How can I "generate" template spezialations for a function from a variadic template argument?

Question

I think I will first show the example and then explain it:

#include <array>

template<typename T_, size_t size_>
struct arg
{
    using T = T_;
    static constexpr size_t size = size_;
};

template<typename... Arugments>
struct Foo
{
    template<typename Argument>
    std::array<typename Argument::T, Argument::size>& getArray() // specializations of all args in Arguments should be generated
    {
        static std::array<typename Argument::T, Argument::size> arr;
        return arr;
    }
};

int main()
{
    Foo<arg<int, 10>, arg<float, 10>, arg<float, 1>> myFoo;
    myFoo.getArray<arg<int, 10>>();
    myFoo.getArray<arg<float, 10>>(); // should return a different array than the line above
    myFoo.getArray<arg<bool, 1>>(); // should NOT work because arg<bool, 10> is was not passed to Foo
}

If got a struct arg which contains the information how to construct arr in getArray.
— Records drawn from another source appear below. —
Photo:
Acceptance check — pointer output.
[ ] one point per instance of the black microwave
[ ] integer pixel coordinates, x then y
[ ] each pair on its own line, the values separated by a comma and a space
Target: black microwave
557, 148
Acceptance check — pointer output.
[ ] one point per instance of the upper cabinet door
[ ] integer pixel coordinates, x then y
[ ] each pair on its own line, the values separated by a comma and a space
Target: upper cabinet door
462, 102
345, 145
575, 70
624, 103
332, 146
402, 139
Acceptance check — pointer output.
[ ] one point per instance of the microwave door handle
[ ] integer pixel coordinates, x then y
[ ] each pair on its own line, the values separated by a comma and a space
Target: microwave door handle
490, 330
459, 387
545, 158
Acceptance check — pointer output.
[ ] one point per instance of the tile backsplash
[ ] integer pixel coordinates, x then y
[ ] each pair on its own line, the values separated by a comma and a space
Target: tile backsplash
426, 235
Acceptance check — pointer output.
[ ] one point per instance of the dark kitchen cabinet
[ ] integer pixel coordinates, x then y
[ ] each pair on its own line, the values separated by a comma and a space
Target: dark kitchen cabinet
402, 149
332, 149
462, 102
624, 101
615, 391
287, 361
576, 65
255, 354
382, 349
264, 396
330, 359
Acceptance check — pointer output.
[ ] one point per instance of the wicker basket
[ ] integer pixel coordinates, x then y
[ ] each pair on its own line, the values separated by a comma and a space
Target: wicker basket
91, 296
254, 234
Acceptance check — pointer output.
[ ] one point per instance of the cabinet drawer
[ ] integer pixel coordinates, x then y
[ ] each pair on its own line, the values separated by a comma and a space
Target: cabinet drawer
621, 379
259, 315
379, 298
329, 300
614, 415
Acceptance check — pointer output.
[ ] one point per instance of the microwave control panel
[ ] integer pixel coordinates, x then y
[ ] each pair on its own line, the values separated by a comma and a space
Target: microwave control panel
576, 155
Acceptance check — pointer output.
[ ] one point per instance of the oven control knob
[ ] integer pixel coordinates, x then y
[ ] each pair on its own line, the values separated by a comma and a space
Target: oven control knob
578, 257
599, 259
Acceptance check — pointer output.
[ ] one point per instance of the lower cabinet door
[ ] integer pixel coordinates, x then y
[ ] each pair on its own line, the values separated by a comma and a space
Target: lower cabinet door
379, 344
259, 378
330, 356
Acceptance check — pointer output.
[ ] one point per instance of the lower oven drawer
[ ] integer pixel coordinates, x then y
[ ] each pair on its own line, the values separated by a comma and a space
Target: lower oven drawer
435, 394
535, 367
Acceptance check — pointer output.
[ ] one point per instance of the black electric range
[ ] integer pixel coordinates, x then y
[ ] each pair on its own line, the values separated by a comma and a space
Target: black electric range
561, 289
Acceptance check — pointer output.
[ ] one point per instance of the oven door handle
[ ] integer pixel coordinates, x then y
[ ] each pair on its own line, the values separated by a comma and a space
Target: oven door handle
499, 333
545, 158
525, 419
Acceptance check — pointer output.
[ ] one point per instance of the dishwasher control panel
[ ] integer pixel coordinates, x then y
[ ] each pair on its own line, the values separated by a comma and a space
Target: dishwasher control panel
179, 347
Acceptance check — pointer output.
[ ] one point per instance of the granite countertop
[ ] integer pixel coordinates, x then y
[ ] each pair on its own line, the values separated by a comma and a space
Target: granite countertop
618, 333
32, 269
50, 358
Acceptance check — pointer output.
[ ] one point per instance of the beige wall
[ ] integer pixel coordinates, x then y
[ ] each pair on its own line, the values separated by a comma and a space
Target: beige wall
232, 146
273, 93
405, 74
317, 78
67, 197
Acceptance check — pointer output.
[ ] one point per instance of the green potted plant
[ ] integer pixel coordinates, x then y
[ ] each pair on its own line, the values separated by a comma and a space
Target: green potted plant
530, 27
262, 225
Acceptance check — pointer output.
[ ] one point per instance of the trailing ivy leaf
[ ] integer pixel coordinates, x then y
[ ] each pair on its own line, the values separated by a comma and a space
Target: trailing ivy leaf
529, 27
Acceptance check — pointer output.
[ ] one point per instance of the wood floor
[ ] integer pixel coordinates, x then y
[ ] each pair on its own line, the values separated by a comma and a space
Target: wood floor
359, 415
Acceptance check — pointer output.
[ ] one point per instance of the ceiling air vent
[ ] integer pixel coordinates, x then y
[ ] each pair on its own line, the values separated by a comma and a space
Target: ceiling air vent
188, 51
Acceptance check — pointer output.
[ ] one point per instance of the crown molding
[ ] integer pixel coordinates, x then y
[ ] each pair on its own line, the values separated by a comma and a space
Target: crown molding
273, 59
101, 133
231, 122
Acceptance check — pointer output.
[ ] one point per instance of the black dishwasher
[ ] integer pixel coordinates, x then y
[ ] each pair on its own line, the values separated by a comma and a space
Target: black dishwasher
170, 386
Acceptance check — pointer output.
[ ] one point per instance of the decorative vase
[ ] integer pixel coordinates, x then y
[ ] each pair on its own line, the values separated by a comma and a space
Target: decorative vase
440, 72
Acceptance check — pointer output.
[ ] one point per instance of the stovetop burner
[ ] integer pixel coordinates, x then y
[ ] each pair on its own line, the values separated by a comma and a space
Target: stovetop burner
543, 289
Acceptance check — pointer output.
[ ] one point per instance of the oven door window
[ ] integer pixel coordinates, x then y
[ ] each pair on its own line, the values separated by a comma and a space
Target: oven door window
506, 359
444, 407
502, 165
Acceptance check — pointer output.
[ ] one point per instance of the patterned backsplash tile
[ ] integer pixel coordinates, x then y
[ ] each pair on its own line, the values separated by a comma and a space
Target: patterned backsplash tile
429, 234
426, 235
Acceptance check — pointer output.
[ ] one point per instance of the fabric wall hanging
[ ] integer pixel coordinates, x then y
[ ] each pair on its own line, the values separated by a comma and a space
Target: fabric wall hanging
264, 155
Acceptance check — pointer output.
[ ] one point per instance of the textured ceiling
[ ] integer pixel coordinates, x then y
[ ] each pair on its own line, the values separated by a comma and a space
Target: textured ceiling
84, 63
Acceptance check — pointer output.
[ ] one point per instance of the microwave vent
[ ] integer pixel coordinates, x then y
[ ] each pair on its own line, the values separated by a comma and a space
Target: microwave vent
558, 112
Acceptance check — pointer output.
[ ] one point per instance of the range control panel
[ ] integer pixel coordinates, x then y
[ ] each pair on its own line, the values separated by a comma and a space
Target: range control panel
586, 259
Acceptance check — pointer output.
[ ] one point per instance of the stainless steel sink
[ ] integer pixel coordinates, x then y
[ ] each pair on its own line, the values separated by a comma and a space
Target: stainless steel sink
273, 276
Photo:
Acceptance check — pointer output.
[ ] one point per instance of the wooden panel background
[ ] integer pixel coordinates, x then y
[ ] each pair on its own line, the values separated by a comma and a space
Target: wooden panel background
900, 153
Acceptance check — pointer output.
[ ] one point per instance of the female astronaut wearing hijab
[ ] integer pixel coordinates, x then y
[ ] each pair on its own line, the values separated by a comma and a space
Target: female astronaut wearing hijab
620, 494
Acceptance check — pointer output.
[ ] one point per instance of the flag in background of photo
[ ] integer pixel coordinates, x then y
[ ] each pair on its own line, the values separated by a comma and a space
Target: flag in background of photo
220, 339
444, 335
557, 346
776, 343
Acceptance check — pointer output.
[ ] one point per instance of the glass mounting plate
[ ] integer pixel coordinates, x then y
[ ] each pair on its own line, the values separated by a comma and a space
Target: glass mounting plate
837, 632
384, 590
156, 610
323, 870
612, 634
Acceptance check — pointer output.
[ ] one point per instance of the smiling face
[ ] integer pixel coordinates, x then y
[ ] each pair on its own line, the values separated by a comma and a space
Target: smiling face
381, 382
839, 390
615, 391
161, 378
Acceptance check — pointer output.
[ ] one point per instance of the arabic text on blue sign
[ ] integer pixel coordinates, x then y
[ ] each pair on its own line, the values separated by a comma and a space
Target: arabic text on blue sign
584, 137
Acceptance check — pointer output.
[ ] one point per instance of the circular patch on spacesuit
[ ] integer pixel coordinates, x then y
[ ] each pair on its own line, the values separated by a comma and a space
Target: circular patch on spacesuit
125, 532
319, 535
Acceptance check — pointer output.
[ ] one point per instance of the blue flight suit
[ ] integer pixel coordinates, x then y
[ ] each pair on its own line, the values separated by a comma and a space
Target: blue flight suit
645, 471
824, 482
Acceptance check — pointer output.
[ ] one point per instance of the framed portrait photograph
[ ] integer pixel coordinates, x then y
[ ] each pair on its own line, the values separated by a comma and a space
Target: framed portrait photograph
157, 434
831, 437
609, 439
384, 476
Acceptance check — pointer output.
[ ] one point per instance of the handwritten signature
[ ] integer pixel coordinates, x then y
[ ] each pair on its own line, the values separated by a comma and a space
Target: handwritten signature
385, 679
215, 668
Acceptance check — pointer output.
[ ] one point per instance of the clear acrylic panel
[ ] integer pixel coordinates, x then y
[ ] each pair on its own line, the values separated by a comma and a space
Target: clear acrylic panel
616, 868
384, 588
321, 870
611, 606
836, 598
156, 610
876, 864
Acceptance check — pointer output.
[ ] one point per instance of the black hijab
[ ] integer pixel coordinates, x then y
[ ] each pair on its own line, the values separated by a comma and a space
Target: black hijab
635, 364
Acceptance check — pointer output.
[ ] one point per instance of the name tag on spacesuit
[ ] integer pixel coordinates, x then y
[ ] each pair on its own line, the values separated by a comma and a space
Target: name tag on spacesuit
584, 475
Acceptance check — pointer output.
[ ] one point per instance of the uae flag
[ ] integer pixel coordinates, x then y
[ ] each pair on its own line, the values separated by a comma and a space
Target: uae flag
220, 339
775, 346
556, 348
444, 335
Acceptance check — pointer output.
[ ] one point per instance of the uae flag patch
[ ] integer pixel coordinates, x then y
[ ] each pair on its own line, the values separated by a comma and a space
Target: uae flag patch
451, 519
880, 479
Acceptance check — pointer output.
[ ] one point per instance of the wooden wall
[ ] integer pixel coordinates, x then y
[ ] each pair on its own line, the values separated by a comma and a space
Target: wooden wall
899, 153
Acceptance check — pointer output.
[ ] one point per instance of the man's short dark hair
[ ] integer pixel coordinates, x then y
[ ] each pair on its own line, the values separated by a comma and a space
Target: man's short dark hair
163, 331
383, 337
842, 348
A list of args is passed to Foo. Now I want that template specializations of getArray to be generated for each arg in Arguments. If no specialization was generated for a specific arg I want that some kind of error occurs.

How could I achieve this?

Answer 1

You can use static_assert to make sure Argument is part of Arguments with a helper struct.

#include <array>
#include <iostream>

template <typename... T>
struct contains;

template <typename T>
struct contains<T> : std::false_type {};

template <typename T, typename U, typename... Rest>
struct contains<T, U, Rest...> : contains<T, Rest...>  {};

template <typename T, typename... Rest>
struct contains<T, T, Rest...> : std::true_type {};

template<typename T_, std::size_t size_>
struct arg
{
    using T = T_;
    static constexpr std::size_t size = size_;
};

template<typename... Arguments>
struct Foo
{
    template<typename Argument>
    std::array<typename Argument::T, Argument::size>& getArray() // specializations of all args in Arguments should be generated
    {
        static_assert(contains<Argument, Arguments...>(), "Invalid type");
        static std::array<typename Argument::T, Argument::size> arr;
        return arr;
    }
};

int main()
{
    Foo<arg<int, 10>, arg<float, 10>, arg<float, 1>> myFoo;
    myFoo.getArray<arg<int, 10>>()[5] = 7;
    myFoo.getArray<arg<float, 10>>(); // should return a different array than the line above
    //myFoo.getArray<arg<bool, 1>>(); // should NOT work because arg<bool, 10> is was not passed to Foo

    Foo<arg<int, 10>, arg<float, 10>, arg<float, 1>> myFoo2;
    std::cout << myFoo2.getArray<arg<int, 10>>()[5];

    Foo<arg<int, 10>, arg<float, 10>, arg<double, 1>> myFoo3;
    std::cout << myFoo3.getArray<arg<int, 10>>()[5];
}

Just wanted to also point out that as demonstrated by the code, myFoo and myFoo2 returns the same array since they are the exact same type.

myFoo3 on the other hand is a separate type, which means the getArray member function is a separate function and has it's own copy of the same type array.